第2話「アウトサイダーエンカウント……あげは×一美」

「やっほ、久しぶり。まだウリやってんの」

 特に予定も入っていない土曜日、私は手持ち無沙汰に街を歩くと、平野あげはに出会った。興味ありげに聞く姿にため息をつく。

 よりによって、昔の顧客に会うなんて、今日はツイてなさすぎる。私達は営業以外は全く干渉してはいけないという取り決めをしていたはずだが。
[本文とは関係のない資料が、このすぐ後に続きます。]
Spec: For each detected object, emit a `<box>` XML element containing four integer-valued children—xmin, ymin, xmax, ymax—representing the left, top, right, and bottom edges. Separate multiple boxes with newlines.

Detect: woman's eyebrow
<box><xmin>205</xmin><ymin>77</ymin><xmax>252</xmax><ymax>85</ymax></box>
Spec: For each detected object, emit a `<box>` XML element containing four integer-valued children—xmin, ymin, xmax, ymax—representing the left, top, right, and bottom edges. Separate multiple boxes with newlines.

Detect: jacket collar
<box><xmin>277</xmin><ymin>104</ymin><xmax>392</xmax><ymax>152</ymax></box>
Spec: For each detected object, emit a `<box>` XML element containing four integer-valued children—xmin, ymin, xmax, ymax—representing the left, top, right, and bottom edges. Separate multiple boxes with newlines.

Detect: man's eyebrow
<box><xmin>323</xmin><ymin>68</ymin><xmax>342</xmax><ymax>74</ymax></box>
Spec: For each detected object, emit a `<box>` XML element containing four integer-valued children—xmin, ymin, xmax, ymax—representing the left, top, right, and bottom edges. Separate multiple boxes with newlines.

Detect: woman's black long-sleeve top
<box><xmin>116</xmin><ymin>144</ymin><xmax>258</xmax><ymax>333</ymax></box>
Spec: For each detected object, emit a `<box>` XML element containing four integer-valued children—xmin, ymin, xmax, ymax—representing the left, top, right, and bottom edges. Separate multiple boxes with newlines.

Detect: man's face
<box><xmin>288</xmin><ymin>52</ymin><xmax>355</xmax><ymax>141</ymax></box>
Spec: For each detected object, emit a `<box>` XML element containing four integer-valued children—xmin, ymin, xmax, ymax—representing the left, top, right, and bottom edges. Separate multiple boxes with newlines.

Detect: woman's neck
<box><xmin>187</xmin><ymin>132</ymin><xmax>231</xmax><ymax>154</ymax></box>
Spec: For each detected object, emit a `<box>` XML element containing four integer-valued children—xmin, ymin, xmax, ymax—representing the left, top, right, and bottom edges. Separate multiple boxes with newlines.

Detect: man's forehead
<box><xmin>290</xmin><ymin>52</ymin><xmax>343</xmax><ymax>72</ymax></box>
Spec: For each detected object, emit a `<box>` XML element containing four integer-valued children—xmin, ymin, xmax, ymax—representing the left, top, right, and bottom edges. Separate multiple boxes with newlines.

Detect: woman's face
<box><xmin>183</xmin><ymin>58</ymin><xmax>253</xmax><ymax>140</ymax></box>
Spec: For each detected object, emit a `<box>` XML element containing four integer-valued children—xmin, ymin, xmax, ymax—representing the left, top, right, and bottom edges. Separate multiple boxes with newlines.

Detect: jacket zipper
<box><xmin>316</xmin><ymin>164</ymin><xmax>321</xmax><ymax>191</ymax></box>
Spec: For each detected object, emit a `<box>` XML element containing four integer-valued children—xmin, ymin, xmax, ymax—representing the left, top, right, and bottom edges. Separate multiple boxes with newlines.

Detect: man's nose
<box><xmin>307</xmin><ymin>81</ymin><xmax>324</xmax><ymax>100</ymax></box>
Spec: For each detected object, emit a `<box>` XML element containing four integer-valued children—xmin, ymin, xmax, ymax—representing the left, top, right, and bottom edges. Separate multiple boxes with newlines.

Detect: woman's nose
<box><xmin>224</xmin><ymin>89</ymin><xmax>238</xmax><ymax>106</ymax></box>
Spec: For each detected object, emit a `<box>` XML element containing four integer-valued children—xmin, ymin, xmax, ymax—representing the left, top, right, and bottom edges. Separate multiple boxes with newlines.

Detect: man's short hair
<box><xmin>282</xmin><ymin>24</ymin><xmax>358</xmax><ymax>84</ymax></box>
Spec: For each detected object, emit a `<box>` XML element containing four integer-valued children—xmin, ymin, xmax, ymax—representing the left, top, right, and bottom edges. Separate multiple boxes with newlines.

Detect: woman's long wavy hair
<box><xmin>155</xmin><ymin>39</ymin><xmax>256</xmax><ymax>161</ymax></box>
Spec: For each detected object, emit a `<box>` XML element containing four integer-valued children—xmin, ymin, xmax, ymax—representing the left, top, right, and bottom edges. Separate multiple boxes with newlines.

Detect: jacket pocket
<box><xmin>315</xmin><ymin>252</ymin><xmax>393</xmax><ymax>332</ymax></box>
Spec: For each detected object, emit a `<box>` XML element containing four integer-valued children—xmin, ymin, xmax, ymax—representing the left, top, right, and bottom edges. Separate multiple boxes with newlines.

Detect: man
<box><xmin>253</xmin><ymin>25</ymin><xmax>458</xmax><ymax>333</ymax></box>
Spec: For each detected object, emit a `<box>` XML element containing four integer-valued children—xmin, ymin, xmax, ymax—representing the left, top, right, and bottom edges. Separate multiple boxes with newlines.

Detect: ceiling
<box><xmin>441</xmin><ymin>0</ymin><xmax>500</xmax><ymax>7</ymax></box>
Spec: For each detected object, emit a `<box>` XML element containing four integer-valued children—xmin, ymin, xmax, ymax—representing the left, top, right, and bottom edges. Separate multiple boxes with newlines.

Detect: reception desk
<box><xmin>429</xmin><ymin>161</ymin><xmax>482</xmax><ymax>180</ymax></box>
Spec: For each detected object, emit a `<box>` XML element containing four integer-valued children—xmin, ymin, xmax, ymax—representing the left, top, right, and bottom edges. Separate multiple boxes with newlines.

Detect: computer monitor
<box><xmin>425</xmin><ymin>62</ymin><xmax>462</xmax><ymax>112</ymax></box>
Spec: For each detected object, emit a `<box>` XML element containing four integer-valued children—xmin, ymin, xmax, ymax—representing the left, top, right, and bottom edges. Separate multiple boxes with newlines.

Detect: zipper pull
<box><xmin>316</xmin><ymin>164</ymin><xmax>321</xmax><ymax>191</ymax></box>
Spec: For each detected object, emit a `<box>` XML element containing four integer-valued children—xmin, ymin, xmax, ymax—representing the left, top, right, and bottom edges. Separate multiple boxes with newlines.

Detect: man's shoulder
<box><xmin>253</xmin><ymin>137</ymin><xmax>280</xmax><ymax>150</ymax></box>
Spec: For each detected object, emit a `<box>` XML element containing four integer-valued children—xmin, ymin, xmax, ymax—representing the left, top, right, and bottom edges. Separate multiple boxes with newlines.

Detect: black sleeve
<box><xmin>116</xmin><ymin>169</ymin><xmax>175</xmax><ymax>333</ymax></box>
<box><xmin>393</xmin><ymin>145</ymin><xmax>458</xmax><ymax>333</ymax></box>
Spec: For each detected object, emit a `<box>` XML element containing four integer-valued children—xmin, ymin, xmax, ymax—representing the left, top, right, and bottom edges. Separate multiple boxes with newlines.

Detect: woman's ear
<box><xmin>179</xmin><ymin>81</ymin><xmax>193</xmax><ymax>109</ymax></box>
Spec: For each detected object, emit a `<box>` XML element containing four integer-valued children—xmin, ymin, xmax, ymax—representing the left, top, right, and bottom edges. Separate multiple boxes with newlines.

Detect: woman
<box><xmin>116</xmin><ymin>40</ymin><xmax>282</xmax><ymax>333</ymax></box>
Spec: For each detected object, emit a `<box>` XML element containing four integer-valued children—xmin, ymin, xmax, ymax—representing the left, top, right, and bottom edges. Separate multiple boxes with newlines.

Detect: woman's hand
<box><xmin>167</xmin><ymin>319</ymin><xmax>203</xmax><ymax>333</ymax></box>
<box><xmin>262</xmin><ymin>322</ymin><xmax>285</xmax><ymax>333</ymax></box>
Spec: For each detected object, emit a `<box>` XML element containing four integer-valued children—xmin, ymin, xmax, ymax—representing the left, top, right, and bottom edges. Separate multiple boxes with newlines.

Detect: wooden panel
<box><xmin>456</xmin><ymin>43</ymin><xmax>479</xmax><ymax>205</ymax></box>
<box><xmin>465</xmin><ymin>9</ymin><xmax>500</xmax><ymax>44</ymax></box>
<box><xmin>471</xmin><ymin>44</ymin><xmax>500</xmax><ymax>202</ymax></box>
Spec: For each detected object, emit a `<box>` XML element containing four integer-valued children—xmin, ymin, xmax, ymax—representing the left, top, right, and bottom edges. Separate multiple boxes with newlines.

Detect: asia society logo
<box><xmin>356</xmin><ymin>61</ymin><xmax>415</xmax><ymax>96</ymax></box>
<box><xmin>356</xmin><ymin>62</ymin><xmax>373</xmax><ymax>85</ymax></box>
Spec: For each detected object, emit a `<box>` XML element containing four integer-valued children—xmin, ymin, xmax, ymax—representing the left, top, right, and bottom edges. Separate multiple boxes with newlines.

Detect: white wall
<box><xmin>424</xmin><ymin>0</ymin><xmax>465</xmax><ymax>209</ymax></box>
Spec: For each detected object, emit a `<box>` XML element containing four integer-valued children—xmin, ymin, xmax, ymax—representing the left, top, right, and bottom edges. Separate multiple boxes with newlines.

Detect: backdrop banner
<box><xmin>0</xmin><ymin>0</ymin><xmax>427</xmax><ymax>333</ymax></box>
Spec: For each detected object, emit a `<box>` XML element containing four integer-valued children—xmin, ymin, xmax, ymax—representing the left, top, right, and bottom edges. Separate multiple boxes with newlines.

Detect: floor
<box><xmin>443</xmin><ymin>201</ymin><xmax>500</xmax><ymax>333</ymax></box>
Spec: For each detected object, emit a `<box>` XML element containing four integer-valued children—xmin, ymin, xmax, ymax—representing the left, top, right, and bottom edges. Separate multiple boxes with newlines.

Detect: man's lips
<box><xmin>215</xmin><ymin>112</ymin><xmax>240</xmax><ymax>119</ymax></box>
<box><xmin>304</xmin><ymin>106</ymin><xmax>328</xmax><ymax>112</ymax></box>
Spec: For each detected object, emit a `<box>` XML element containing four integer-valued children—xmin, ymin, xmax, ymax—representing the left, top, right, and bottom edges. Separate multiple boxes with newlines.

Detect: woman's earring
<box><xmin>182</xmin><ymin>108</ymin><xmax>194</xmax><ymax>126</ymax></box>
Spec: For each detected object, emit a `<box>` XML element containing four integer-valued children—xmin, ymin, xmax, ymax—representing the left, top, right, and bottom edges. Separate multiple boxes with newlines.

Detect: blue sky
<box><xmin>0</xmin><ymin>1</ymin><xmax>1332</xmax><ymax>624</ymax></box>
「何していようが勝手じゃないですか。貴方だって、ちゃんと働けているんですか」

 私が高校生だった頃から確か成人しているという話だったが、同時に定まった職にもつけていないと嘆いていた事もある。私も今これを定まった職というのは少し気が引けるが、稼げているからセーフだろう。

「まあ、ぼちぼちかな」

 どこか遠くを見てそう誤魔化す姿を見るに、今も変わっていないのだろう。

 全く、私達はどうしてもまともな道は歩めないのか。そもそも公的な商売でない私と援交をするような人が、まともなわけが無いか。

「それで、また付き合いたいんですか」

 このまま話すのもなんなので、とりあえずと思い聞いてみる。そもそも援交だけの相手に久しいからって声をかけるだろうか? むしろ私なら避ける。思い出すのも嫌になる事の方が多いし、愛のない偽物の愛を思い出して何になるのか。

「いや、全然。私には恋人が居るからね! まあ、多分一美のおかげだよ」

 まさかの惚気だった。ふざけるな、私にはその想いが分からないのに。

 そんな怨みを募らせながら、何も言わずに振り切ってやった。

 私だって、恋も愛も知ってやる。